Vous ne me connaissez pas, comme je ne vous connais pas, mais j’ai toujours suivi avec attention et très souvent avec admiration les travaux de David au cours de ces dernières années. Nos domaines de  recherche étaient proches et David, bien qu’éloigné et bien que, finalement,  je le connaissais peu, faisait malgré tout un peu partie de la famille, scientifique mais aussi personnelle. Les discussions que nous avions autour des posters étaient si enrichissantes, si fraternelles, si  dénuées de formalismes qu’elles constituaient à elle seules une raison majeur pour moi s’assister à ces congrés, et souvent étaient souvent par la suite l’objet de nombreuses discussions. Nous perdons donc autant un chercheurs de très grande renommée, qu’un ami.

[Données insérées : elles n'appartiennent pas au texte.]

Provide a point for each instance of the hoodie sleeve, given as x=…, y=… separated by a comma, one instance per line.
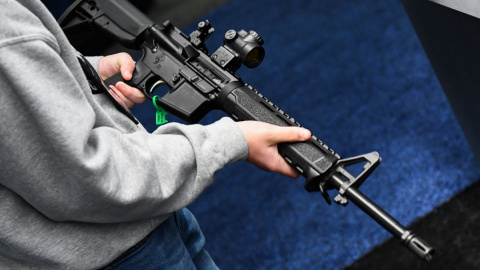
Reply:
x=71, y=160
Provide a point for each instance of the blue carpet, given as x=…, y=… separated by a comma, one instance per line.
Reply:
x=356, y=75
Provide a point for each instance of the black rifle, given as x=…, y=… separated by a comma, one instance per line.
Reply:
x=199, y=82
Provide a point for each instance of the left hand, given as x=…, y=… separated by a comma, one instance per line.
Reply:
x=121, y=62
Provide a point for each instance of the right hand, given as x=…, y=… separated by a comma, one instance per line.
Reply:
x=263, y=139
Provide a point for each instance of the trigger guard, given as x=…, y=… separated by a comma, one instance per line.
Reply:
x=152, y=88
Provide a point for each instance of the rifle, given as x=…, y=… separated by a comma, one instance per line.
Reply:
x=199, y=82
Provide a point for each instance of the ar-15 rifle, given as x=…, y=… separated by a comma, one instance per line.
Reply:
x=199, y=82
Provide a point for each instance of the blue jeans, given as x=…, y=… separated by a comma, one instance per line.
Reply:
x=178, y=243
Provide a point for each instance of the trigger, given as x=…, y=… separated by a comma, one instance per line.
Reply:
x=154, y=86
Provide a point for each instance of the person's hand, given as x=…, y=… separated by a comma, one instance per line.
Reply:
x=121, y=62
x=263, y=138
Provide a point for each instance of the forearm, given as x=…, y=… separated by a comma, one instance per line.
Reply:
x=76, y=162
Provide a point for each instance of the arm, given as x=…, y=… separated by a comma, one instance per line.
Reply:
x=75, y=160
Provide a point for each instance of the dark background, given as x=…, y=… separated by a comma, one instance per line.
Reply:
x=355, y=73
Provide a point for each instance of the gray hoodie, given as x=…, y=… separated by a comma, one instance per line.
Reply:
x=80, y=182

C’est pour nous une perte irréparable, David était un des chercheurs les plus talentueux dans les neurosciences

Je m’associe à tous ceux qui vous témoigné leur chagrin, et je suis de tout cœur avec vous dans cette épreuve.

 

Bien cordialement

 

Pierre Charnet

Centre de Recherche de Biochimie Macromoléculaire

 

translation

 

Dear Madam Yue, dear children

 

You do not know me, as I do not know you, but I have always closely followed and often admiringly David's work over recent years. Our research areas were close and David, though far and although ultimately I knew little, was still a little part of the family, but also a personal science. The discussions we had about the posters were so rewarding, so fraternal, so devoid of formalism they were her only a major reason for me to attend the conference, and often were often subsequently the subject of many discussions. So we lose as a research of the highest repute, a friend.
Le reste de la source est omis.